Similar to Shinoto’s study [13], for radiotherapy planning in our study, fields included both neck and mediastinum for most patients, and the prescribed doses were usually >60 Gy for EC and >66 Gy for HPC. It is likely that patients can tolerate such curative doses covering large fields, because there was no treatment-related mortality. However, the absence of a toxicity profile, largely due to incomplete descriptions in the medical records, is one of the major limitations of this study. With simultaneous doses of >66 Gy for HPC and >60 Gy for EC (for some patients, it was a 70–66 combination), Grade 3–4 acute mucositis would have occurred in most patients and might have had a negative impact on survival. Dose adjustments in these patients need to be further explored in the future.

The current study also found that heavy alcohol consumption was an independent factor associated with poorer prognosis, suggesting that the treatment decision should take the patient’s drinking index into consideration.
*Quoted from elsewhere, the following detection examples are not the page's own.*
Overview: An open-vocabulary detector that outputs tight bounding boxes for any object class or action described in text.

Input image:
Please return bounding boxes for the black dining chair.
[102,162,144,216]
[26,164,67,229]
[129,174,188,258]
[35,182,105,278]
In conclusion, although this retrospective study had a limited number of patients, it provides the first direct comparison of treatment strategies for synchronous HPC–EC. The results demonstrated that active treatments of either PLE–GPU surgery or definitive radiotherapy/chemoradiotherapy increased patient survival compared with conservative care. Importantly, in addition to surgery, radiotherapy/chemotherapy was proved to be an effective treatment for the treatment of synchronous HPC–EC. The results suggested that radiotherapy/chemoradiotherapy should be recommended as the first-line treatment for patients with unresectable disease and could also be considered in addition to surgery for resectable disease. We propose that patients with synchronous HPC–EC should be strongly recommended to attend multidisciplinary team discussions. Treatment decision should be cautiously made based on a full understanding of the advantages and disadvantages of the different treatment approaches.

CONFLICT OF INTEREST

The authors report that there are no conflicts of interest.

FUNDING

This work was supported by the National Science Foundation of China [Grant no. 81771921].